You must register your custom application in your AndroidManifest.xml file, like so:

<?xml version="1.0" encoding="utf-8"?>
<manifest xmlns:android="http://schemas.android.com/apk/res/android">
    <application
        android:name="my.app.MyApp"
        ...
    </application>
</manifest>

You can get your application from an Activity by calling its getApplication() method.

From a Fragment instance, you can get the Activity that it is associated to by calling its requireActivity() method. After you get the Activity object, you can get your application from it as explained above.

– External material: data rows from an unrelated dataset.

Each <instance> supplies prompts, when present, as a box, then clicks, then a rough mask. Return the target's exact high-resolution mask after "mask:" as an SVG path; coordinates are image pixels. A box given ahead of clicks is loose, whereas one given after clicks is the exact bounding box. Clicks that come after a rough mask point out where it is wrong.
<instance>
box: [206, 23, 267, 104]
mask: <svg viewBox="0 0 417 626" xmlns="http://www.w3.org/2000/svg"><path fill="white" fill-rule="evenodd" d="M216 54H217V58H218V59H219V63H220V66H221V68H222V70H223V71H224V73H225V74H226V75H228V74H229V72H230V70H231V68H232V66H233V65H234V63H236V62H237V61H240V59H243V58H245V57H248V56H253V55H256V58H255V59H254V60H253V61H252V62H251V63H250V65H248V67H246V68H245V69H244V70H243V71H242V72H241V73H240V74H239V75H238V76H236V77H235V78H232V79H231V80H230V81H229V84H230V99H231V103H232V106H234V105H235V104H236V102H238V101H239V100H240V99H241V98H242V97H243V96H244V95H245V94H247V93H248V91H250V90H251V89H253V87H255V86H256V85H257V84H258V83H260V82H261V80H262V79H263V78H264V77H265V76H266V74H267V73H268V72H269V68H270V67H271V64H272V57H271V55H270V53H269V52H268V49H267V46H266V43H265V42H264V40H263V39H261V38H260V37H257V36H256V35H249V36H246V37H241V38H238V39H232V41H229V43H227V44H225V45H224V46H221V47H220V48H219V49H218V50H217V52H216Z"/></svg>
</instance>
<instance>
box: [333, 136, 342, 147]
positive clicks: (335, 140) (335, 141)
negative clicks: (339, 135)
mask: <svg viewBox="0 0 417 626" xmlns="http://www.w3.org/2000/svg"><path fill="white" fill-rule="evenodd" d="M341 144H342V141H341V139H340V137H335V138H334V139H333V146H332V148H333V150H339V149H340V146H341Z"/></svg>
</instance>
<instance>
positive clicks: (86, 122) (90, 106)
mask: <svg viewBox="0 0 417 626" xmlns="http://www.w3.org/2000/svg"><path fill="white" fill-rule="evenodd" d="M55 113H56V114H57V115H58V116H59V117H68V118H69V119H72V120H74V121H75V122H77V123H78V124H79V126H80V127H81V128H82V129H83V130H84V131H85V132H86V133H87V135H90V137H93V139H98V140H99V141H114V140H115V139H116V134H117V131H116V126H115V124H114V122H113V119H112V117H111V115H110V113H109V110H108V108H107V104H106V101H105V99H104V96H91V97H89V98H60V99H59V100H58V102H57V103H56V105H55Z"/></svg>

The export endpoint is where your app's telemetry is sent. The endpoint is required to initialize the agent. The way to find the endpoint in your Elastic Stack depends on the type of deployment you use.

On a Serverless deployment, follow these steps:

  1. Open Kibana and find Add data in the main menu. Alternatively, you can use the global search field and search for Observability Onboarding.
  2. Select Application, OpenTelemetry.
  3. Select the OpenTelemetry tab, followed by Managed OTLP Endpoint under Configure the OpenTelemetry SDK.

Your export endpoint URL is the value for the OTEL_EXPORTER_OTLP_ENDPOINT configuration setting.

For Elastic Cloud Hosted (ECH) and self-managed deployments, the export endpoint, also known as EDOT Collector, is not available out of the box at the moment. You can still create your own service by downloading and configuring an EDOT Collector.

API keys are the recommended way of authenticating the agent with your Elastic Stack. There's a couple of ways you can create one.

Follow this quick guide and leave all the settings with their default values.

Follow this guide to create an API Key with a set of privileges that are scoped for the APM Agent use case only.